L’emofilia è oggi trattata con una terapia sostitutiva, che consiste nella somministrazione del fattore mancante attraverso iniezioni endovenose (purtroppo, essendo le molecole in questione di grandi dimensioni, esse non possono essere assunte per via orale o con iniezioni sottocute). Queste molecole si possono ottenere sia dal sangue delle donazioni volontarie, che in laboratorio, con tecniche di ingegneria genetica che hanno portato alla realizzazione della proteina in questione di derivazione sintetica.

Il rischio, tuttavia, è che nell’organismo ricevente si sviluppino degli anticorpi diretti contro il fattore coagulante, che ne neutralizzano l’effetto. Per questo motivo, nei casi più lievi, l’iniezione viene fatta solo in caso di trauma o di operazione chirurgica pianificata, sostituendo in alcuni casi il fattore coagulante con un farmaco chiamato desmopressina, che stimola l’organismo a produrre fattore VIII (quando però vi è già una quantità residua presente).

Per gli emofilici più gravi invece, è necessario che l’iniezione endovenosa venga somministrata due, tre volte a settimana, in modo da mantenere i fattori della coagulazione ad un valore sufficiente per prevenire emorragie spontanee.

Come si trasmette l’emofilia?

L’emofilia è una malattia genetica, e quindi ereditaria.

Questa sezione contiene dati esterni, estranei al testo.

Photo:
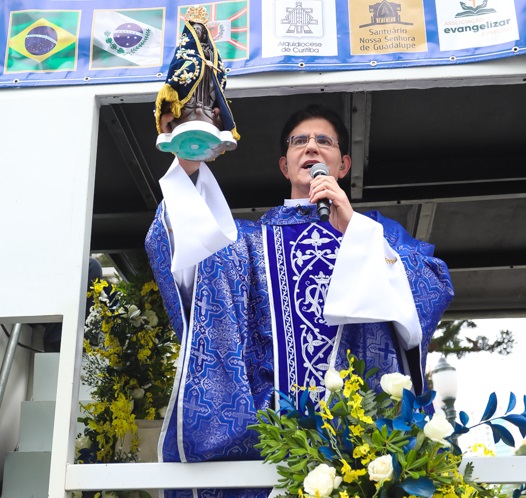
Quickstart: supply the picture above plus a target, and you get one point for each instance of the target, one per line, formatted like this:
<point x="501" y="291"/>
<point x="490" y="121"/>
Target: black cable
<point x="34" y="350"/>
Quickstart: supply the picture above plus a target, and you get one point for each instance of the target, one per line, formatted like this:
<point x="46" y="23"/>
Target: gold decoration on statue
<point x="197" y="14"/>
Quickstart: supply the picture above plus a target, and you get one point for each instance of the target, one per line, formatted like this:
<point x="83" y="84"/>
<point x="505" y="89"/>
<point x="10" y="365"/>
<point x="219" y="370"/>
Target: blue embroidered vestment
<point x="257" y="323"/>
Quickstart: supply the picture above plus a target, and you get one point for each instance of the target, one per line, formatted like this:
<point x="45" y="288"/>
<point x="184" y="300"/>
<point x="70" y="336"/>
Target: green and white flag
<point x="127" y="38"/>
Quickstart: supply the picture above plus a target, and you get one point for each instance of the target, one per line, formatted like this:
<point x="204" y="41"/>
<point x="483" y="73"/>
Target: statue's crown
<point x="197" y="14"/>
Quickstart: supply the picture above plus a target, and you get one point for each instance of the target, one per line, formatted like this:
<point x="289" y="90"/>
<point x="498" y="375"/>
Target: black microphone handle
<point x="323" y="206"/>
<point x="324" y="209"/>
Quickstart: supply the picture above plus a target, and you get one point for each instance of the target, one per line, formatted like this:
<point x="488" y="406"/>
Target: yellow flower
<point x="325" y="411"/>
<point x="481" y="448"/>
<point x="149" y="286"/>
<point x="361" y="451"/>
<point x="357" y="430"/>
<point x="142" y="354"/>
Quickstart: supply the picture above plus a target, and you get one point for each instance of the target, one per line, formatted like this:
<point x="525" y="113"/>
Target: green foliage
<point x="362" y="444"/>
<point x="449" y="339"/>
<point x="129" y="350"/>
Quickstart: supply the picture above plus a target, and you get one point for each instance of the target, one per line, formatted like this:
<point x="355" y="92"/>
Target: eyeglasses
<point x="324" y="141"/>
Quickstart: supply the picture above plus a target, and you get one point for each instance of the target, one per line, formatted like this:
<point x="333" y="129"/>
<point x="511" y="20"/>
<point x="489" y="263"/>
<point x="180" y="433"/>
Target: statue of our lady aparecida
<point x="194" y="94"/>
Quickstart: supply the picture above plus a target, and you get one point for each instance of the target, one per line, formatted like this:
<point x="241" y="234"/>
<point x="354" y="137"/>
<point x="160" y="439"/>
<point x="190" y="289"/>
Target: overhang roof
<point x="449" y="163"/>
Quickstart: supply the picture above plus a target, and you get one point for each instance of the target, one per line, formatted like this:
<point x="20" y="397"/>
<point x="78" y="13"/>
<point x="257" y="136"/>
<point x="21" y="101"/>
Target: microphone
<point x="323" y="205"/>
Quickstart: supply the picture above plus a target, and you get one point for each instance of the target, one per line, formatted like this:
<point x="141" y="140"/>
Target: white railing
<point x="242" y="474"/>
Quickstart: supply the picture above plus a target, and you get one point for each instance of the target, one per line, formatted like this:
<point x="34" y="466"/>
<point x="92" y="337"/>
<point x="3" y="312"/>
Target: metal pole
<point x="7" y="362"/>
<point x="451" y="414"/>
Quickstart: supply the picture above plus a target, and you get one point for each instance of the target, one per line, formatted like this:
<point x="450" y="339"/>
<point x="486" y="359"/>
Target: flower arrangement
<point x="359" y="443"/>
<point x="129" y="350"/>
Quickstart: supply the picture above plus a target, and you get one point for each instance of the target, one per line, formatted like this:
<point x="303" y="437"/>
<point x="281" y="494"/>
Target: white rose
<point x="381" y="469"/>
<point x="395" y="383"/>
<point x="321" y="481"/>
<point x="137" y="393"/>
<point x="438" y="428"/>
<point x="333" y="380"/>
<point x="151" y="317"/>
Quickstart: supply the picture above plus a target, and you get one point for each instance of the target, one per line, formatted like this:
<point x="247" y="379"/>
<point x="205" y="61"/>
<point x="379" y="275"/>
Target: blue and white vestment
<point x="274" y="304"/>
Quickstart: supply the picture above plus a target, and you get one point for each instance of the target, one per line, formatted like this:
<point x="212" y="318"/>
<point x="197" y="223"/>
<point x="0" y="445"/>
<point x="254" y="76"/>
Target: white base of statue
<point x="196" y="141"/>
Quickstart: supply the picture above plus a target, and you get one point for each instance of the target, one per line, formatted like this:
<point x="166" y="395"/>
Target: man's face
<point x="298" y="161"/>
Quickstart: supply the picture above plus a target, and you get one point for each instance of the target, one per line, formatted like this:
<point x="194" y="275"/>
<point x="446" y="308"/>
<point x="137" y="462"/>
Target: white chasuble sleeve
<point x="369" y="283"/>
<point x="199" y="215"/>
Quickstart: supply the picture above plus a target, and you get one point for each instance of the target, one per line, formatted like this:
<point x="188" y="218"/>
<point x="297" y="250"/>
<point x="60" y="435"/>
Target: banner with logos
<point x="77" y="42"/>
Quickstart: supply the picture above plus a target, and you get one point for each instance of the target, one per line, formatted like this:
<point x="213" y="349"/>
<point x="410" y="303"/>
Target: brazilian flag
<point x="42" y="41"/>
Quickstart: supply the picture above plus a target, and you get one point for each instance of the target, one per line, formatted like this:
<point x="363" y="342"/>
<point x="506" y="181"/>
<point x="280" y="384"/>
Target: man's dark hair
<point x="314" y="111"/>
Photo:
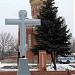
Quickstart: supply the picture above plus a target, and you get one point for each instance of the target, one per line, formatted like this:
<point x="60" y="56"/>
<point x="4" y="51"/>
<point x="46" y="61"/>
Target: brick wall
<point x="38" y="72"/>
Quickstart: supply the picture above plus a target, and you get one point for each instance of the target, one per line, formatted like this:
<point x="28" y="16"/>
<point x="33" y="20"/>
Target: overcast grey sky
<point x="10" y="8"/>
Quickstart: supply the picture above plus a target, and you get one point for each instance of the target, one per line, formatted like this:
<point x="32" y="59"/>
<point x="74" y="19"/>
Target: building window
<point x="29" y="41"/>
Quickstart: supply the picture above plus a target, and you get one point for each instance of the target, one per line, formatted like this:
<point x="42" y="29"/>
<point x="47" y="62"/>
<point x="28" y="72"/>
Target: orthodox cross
<point x="22" y="22"/>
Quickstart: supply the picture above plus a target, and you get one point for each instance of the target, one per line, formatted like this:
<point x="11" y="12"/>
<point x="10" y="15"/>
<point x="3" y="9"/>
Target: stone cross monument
<point x="22" y="22"/>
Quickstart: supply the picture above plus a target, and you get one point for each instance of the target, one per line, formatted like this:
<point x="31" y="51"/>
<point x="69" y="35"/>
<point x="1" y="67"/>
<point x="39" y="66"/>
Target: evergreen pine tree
<point x="52" y="35"/>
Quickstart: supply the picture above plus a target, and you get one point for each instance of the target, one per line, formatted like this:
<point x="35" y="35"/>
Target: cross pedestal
<point x="22" y="22"/>
<point x="42" y="60"/>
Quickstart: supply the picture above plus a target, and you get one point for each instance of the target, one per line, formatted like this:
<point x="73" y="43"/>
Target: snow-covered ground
<point x="60" y="67"/>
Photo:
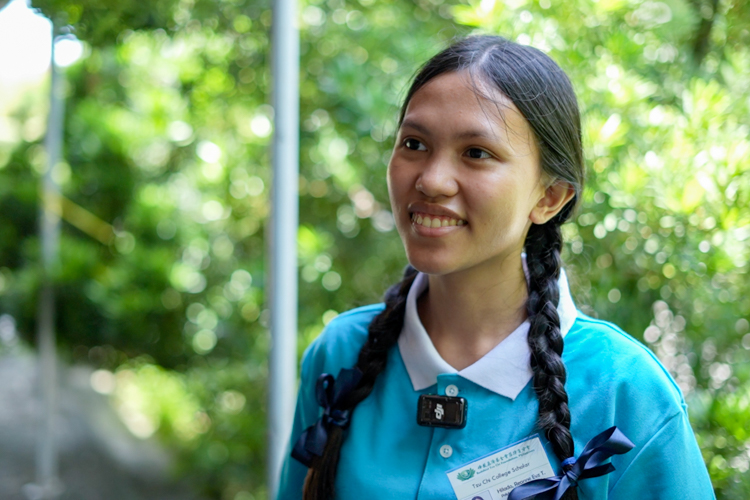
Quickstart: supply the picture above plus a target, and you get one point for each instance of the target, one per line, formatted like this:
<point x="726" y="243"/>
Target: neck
<point x="467" y="314"/>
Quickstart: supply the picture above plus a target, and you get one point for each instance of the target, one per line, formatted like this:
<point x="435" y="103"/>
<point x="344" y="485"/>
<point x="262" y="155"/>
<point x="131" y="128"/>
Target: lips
<point x="435" y="221"/>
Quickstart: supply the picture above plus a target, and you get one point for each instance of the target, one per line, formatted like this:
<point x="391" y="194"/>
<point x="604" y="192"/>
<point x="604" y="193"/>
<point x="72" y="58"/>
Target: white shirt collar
<point x="505" y="370"/>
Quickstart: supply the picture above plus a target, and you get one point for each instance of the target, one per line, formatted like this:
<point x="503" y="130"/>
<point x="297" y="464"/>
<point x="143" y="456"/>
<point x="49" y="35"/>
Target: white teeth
<point x="434" y="222"/>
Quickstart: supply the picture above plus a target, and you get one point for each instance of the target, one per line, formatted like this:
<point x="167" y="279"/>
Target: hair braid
<point x="543" y="246"/>
<point x="383" y="333"/>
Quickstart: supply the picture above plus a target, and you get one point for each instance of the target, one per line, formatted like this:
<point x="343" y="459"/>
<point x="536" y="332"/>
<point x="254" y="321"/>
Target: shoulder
<point x="339" y="344"/>
<point x="599" y="355"/>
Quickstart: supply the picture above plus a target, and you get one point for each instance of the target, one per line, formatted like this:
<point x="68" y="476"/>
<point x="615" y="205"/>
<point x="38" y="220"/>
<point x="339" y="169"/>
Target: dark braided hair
<point x="544" y="95"/>
<point x="382" y="334"/>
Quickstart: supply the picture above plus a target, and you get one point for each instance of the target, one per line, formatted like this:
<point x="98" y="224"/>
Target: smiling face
<point x="464" y="179"/>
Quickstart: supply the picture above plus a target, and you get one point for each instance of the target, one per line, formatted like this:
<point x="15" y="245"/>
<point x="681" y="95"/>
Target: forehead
<point x="457" y="102"/>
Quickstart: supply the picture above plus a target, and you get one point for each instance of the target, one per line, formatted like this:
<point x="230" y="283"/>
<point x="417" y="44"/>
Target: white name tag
<point x="494" y="476"/>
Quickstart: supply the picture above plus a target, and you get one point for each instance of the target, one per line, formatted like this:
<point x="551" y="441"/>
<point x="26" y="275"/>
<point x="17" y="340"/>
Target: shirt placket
<point x="446" y="451"/>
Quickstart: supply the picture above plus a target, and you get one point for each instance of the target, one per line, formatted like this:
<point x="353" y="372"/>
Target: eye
<point x="414" y="145"/>
<point x="477" y="154"/>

Accade a un emofilico su tre di essere affetto dalla malattia a causa di un’alterazione genica al momento della formazione di spermatozoi o ovuli.

Nella maggior parte dei casi invece, viene trasmessa da madre a figlio.

Il gene difettoso infatti, che è recessivo, viene trasmesso tramite il cromosoma X, indicato come cromosoma Xe.

Le donne cui viene trasmesso questo gene avranno quindi due cromosomi XXe, dove il primo – sano – garantirà la presenza dei fattori della coagulazione. Le donne quindi possono essere portatrici sane di emofilia.

Al contrario, i maschi portatori di un cromosoma Y normale e del cromosoma Xe “difettoso” sono colpiti dalla malattia che viene trasmessa dalla madre portatrice.

Nel 1800 l’emofilia colpì molti membri delle famiglie reali di Inghilterra, Spagna, Germania e Russia. Tutti i soggetti colpiti infatti erano discendenti diretti della regina Vittoria. Uno dei discendenti più famosi colpiti, fu il figlio dello Zar Nicola II.